ECLI:NL:PHR:2025:819
Parket bij de Hoge Raad
- Rechtspraak.nl
Cassatieberoep inzake profijtontneming en overschrijding redelijke termijn
In deze zaak gaat het om een cassatieberoep dat is ingesteld door de betrokkene, geboren in 1984, tegen een uitspraak van het gerechtshof Arnhem-Leeuwarden. Het hof heeft op 22 november 2023 in het parketnummer 21-005323-21 vastgesteld dat de betrokkene wederrechtelijk verkregen voordeel heeft van € 48.740,62 en heeft hem verplicht dit bedrag aan de Staat te betalen. Daarnaast is de duur van de gijzeling vastgesteld op maximaal 278 dagen. De Procureur-Generaal bij de Hoge Raad, P.H.P.H.M.C. van Kempen, concludeert dat het cassatieberoep faalt.

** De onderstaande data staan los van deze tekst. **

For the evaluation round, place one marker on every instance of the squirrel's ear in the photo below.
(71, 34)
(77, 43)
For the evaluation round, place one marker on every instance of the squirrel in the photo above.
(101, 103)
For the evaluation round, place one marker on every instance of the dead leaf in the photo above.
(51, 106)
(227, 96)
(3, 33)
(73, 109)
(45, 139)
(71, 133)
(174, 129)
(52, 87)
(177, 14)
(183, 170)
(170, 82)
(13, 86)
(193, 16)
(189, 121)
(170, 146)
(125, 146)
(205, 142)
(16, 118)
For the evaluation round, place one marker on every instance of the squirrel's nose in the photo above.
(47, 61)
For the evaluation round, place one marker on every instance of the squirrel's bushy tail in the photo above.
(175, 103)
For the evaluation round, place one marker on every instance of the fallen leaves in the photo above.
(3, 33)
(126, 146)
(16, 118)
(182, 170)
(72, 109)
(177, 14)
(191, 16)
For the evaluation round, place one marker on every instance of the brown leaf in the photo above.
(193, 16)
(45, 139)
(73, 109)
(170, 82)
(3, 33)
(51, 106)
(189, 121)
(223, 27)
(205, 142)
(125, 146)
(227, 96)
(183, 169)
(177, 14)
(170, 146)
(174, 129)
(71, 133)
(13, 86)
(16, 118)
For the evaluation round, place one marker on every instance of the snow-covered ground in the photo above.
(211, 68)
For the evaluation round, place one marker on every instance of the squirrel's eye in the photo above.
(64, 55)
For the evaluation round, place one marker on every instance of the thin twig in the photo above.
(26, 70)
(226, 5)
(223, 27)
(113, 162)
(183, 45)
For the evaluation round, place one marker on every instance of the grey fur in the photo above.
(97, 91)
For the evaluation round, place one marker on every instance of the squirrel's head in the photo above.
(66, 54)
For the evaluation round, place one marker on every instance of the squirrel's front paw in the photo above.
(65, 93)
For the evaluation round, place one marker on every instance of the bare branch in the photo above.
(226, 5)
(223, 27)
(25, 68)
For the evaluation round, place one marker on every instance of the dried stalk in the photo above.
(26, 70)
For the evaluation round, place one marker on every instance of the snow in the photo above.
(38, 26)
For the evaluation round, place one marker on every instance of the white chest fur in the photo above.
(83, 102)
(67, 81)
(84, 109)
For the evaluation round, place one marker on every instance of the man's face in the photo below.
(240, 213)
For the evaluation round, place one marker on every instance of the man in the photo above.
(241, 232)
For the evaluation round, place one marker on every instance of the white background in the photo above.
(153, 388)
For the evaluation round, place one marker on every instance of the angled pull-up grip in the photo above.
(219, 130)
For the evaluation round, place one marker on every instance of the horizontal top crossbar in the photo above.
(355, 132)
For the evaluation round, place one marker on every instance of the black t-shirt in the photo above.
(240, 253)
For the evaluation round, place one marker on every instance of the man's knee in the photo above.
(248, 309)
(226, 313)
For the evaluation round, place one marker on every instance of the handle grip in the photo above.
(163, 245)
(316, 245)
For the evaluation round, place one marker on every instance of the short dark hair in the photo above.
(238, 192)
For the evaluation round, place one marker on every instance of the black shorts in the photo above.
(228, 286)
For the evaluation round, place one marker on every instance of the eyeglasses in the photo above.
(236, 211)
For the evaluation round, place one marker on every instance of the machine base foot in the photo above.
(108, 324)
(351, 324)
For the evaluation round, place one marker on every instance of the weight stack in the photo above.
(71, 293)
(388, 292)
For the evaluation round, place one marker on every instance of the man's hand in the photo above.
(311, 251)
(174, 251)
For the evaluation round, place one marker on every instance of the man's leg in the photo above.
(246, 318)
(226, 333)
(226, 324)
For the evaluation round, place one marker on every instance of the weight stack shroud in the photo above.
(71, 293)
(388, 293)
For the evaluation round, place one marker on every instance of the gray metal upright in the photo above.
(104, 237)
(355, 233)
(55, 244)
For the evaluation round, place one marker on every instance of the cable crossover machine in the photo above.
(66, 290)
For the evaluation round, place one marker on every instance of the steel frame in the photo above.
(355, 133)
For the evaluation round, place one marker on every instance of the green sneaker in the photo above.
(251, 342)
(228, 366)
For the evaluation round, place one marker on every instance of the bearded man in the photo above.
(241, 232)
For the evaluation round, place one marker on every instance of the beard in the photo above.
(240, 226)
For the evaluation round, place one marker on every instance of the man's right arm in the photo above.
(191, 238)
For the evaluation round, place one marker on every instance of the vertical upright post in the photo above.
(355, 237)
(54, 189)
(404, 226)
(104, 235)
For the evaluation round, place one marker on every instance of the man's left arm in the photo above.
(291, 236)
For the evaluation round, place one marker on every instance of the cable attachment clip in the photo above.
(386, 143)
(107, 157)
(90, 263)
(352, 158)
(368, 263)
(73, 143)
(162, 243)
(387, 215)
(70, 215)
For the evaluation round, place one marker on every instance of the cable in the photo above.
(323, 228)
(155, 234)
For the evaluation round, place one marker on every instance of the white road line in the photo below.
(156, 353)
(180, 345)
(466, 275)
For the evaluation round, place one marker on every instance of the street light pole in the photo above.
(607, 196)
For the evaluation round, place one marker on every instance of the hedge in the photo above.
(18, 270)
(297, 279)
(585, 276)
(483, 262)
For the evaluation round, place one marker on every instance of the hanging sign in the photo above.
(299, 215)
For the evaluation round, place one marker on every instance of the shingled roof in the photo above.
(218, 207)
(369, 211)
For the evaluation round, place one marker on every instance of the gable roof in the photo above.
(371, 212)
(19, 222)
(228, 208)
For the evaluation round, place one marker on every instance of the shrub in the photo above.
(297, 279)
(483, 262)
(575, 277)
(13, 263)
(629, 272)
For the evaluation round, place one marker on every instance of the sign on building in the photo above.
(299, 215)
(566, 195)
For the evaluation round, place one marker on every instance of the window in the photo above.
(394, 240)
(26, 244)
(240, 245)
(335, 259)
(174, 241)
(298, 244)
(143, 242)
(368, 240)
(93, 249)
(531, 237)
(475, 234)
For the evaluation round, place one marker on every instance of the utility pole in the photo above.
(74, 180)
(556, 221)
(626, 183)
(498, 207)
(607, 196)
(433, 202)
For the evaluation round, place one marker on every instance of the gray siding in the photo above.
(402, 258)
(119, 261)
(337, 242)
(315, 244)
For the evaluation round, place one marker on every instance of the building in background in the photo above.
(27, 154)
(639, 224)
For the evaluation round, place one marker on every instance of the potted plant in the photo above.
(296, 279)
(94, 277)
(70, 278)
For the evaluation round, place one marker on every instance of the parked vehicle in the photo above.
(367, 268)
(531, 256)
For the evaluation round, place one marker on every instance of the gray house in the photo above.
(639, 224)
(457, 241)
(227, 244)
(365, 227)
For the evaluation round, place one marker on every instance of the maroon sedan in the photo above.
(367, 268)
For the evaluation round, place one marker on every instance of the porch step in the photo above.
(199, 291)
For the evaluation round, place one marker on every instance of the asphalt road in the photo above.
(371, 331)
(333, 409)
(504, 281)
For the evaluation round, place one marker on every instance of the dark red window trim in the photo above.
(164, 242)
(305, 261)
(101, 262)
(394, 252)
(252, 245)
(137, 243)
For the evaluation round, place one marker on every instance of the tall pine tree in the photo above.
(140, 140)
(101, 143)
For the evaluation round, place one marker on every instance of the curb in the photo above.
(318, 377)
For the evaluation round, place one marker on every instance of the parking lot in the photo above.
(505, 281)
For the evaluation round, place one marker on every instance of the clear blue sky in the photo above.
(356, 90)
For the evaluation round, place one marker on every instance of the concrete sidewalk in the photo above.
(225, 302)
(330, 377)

Het middel dat door de advocaat J.J.J. van Rijsbergen is voorgesteld, betreft de klacht dat de berechting niet binnen een redelijke termijn heeft plaatsgevonden, zoals bedoeld in artikel 6 lid 1 van het EVRM. De conclusie is dat er geen cassatieklachten zijn over de bestreden uitspraak of de behandeling van de zaak door het hof, waardoor er geen voldoende belang bij het cassatieberoep is. De conclusie strekt tot verwerping van het beroep, en er zijn geen ambtshalve gronden aangetroffen die tot vernietiging van de uitspraak zouden moeten leiden.